Arrivant sur place, elle range son flingue dans son pantalon, ne pensant quand même pas arriver jusque là. Elle savait certains patients fous, mais pas à ce point-là ─à moins de se rendre dans la partie psychiatrique, là... Il y a moyen. Une fois dans le bâtiment volant, elle peut déjà voir la panique des internes et des gardes du corps et naturellement, elle va voir d'abord à l'étage le plus bas, généralement là où personne n'a accès... sauf quelqu'un qui veut absolument échapper à tout le monde. C'était bien ce que voulait faire le patient, non ?

Une fois aux archives, elle ne sort toujours pas son flingue mais reste sur le qui-vive, prête en cas où. En entendant un bruit, elle s'immobilise et cherche après le bruit. A moins que ça soit le bruit qui la trouve, au final ?
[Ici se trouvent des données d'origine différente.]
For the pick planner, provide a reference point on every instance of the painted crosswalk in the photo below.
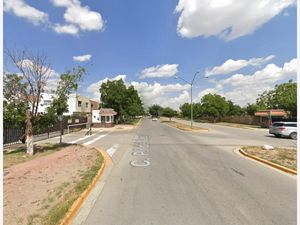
(112, 150)
(80, 139)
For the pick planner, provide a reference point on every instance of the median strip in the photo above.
(282, 159)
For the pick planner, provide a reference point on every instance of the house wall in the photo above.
(74, 107)
(45, 102)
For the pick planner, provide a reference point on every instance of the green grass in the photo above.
(19, 155)
(57, 212)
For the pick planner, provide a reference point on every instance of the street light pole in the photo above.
(191, 84)
(191, 106)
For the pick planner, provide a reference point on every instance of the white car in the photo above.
(284, 129)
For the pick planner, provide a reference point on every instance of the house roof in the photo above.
(107, 112)
(272, 112)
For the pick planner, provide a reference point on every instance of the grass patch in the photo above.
(282, 156)
(57, 212)
(19, 154)
(183, 127)
(238, 125)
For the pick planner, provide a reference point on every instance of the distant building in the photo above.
(267, 117)
(103, 117)
(77, 104)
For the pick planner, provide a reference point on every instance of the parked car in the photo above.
(284, 129)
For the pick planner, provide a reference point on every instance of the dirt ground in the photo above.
(33, 187)
(282, 156)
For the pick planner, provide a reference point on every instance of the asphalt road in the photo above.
(168, 177)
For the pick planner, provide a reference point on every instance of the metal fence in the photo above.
(13, 134)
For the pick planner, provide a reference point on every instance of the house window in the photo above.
(47, 102)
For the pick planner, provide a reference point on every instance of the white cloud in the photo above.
(166, 70)
(226, 19)
(66, 29)
(79, 16)
(171, 95)
(93, 89)
(234, 65)
(21, 9)
(243, 89)
(82, 58)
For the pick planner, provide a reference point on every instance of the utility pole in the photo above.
(191, 84)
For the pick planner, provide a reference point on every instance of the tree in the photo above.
(155, 110)
(185, 110)
(35, 71)
(214, 105)
(14, 104)
(283, 96)
(168, 112)
(134, 104)
(68, 82)
(125, 101)
(250, 109)
(234, 109)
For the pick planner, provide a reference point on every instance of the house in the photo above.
(77, 104)
(45, 102)
(103, 117)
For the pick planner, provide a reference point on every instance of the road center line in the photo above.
(95, 139)
(112, 150)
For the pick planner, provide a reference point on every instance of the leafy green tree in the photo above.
(155, 110)
(214, 105)
(168, 112)
(234, 109)
(283, 96)
(250, 109)
(134, 104)
(185, 110)
(125, 101)
(67, 84)
(14, 103)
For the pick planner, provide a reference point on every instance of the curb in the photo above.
(182, 130)
(282, 168)
(78, 203)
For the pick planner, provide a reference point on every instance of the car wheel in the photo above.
(293, 135)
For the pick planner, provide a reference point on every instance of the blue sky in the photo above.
(244, 47)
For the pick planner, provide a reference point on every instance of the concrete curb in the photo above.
(282, 168)
(78, 203)
(182, 130)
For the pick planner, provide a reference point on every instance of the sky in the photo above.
(237, 48)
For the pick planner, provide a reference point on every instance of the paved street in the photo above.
(161, 175)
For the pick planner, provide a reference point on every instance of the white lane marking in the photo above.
(136, 164)
(95, 139)
(80, 139)
(112, 150)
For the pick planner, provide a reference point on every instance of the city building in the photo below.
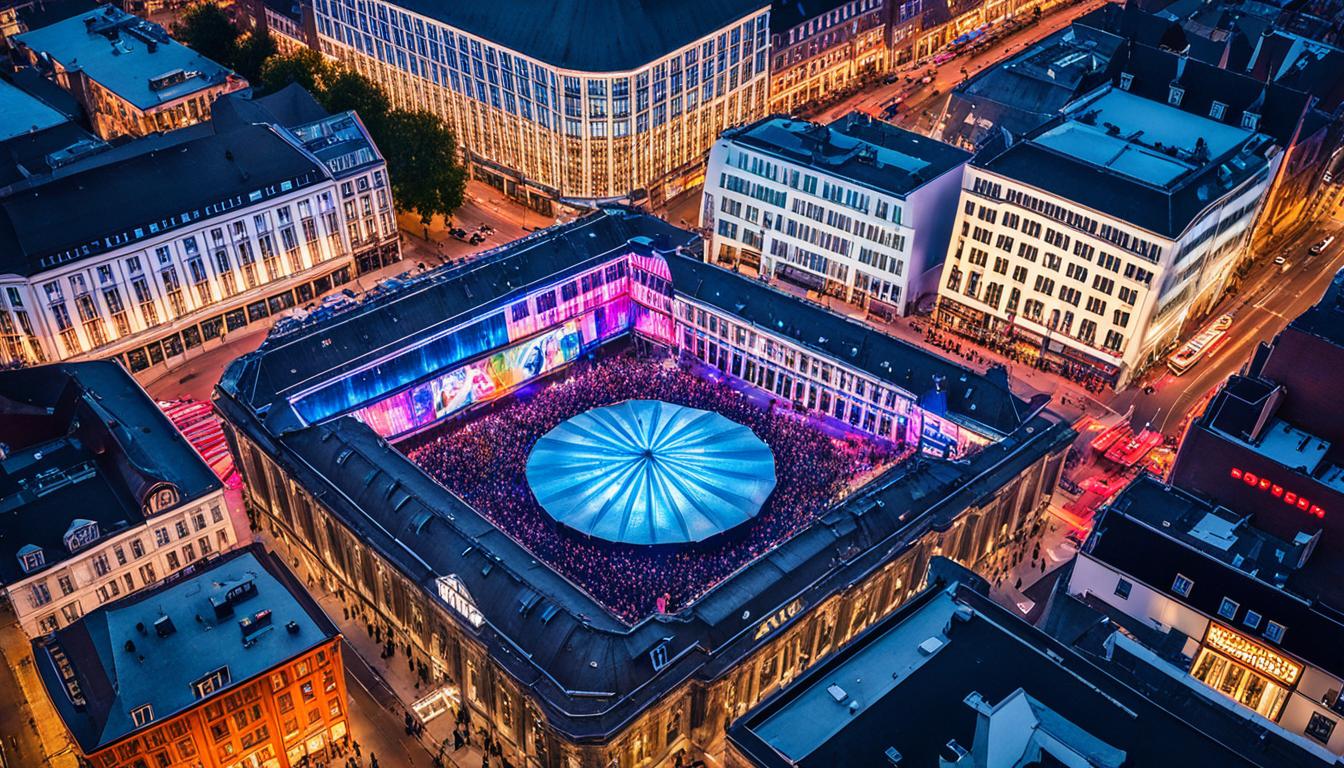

-Si j'étais vous, je ne tenterai pas de m'attaquer, ça pourrait être regrettable, menace-t-elle en restant calme.

Puis elle croit l'apercevoir. Takeshi ou Elias ? Elle sent que son cœur s'accélère, et elle commence à vouloir se rapprocher le plus possible de cet homme. Si c'est un d'eux... Elle ne sait même pas quoi faire si il s'avère qu'elle a vrai, qu'elle retrouve enfin quelqu'un, quelqu'un en qui elle peut à voir confiance, quelqu'un qui à s'accrocher. Puis l'idée que ça soit faux, rien qu'une illusion pour la berner et l'attaquer alors qu'elle se pense en sécurité apparait dans son esprit. Tout s'embrouille. Takeshi. Elias. Trahison ou confiance. Finalement, elle se résout à se saisir du flingue, prise par la peur. S'il était là depuis le début, pourquoi le savait-elle uniquement maintenant ?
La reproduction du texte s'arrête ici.